Showing posts with label Company Culture. Show all posts
Showing posts with label Company Culture. Show all posts

Friday, February 26, 2016

Winning Attitudes to Move Your Team Forward

Leaders must encourage their organizations to dance to forms of music yet to be heard. – Warren Bennis


Nothing will make or break the momentum of your organization faster than the collective sum of the attitudes within it. Pause for a moment and inventory the attitudes of those around you (beginning with yourself) and ask if the prevailing attitudes are positive or negative.

Each person within your organization has a lens through which they see themselves, their work, and its leadership. And that lens says much about the ability of the team to move forward.
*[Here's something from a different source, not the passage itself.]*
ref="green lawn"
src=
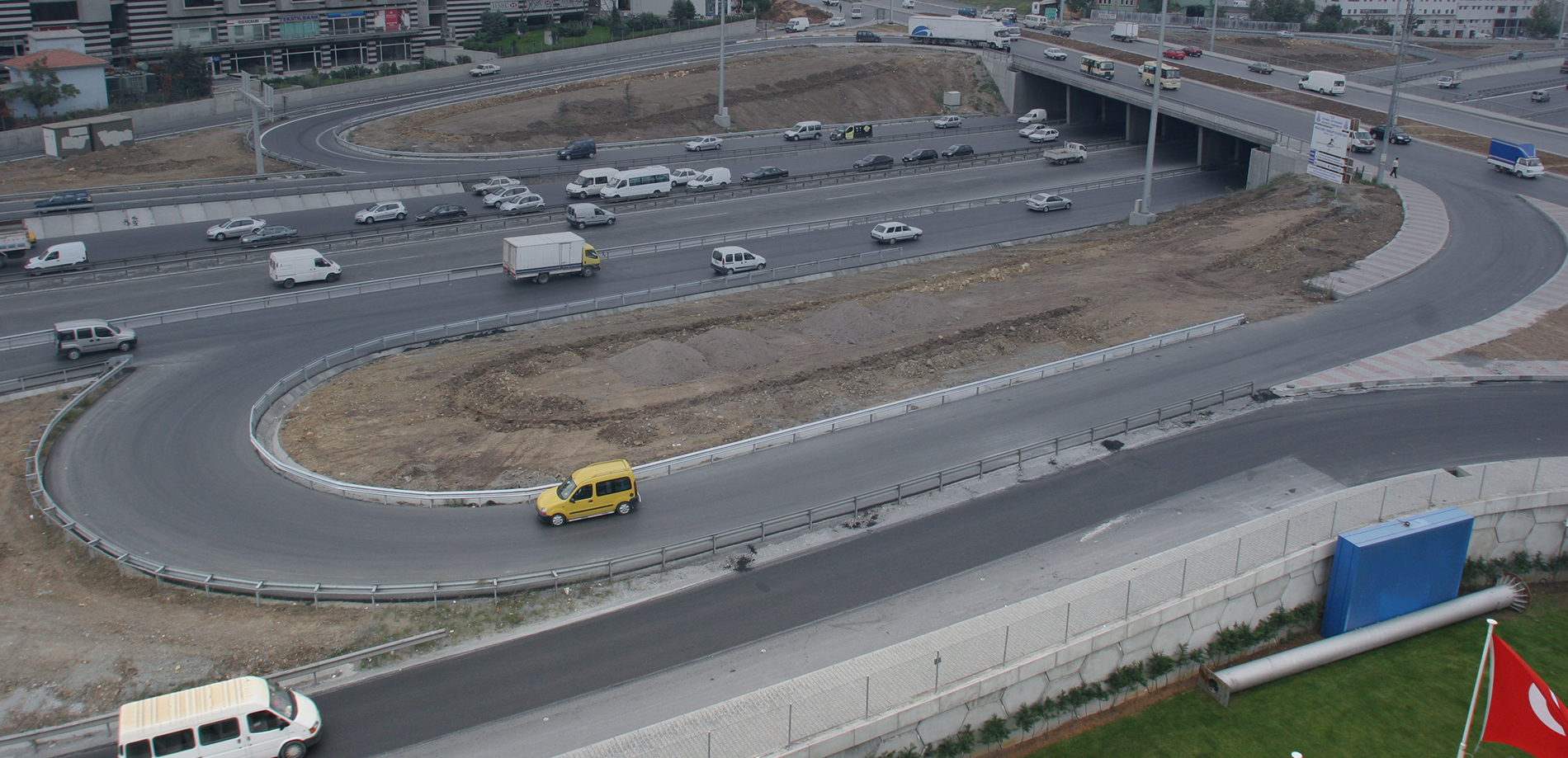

It reminds of the story of noted English architect Sir Christopher Wren was supervising the 
construction of a magnificent cathedral in London. A journalist thought it would be interesting to interview some of the workers, so he chose three and asked them this question, "What are you doing?" The first replied, "I'm cutting stone for 10 shillings a day." The next answered, "I'm putting in 10 hours a day on this job." But the third said, "I'm helping Sir Christopher Wren construct one of London's greatest cathedrals." Each worker had a lens-everyone does.

Building a strong team and culture within your organization hinges upon many factors but none so powerful than attitude. Our actions tend to reflect our attitudes. Our words do the same. So the conversations that take place in the hallway, the whispers in the break room, the secret emotions that no one is aware of all come together each day to form either a powerful bond of momentum or something far more sinister.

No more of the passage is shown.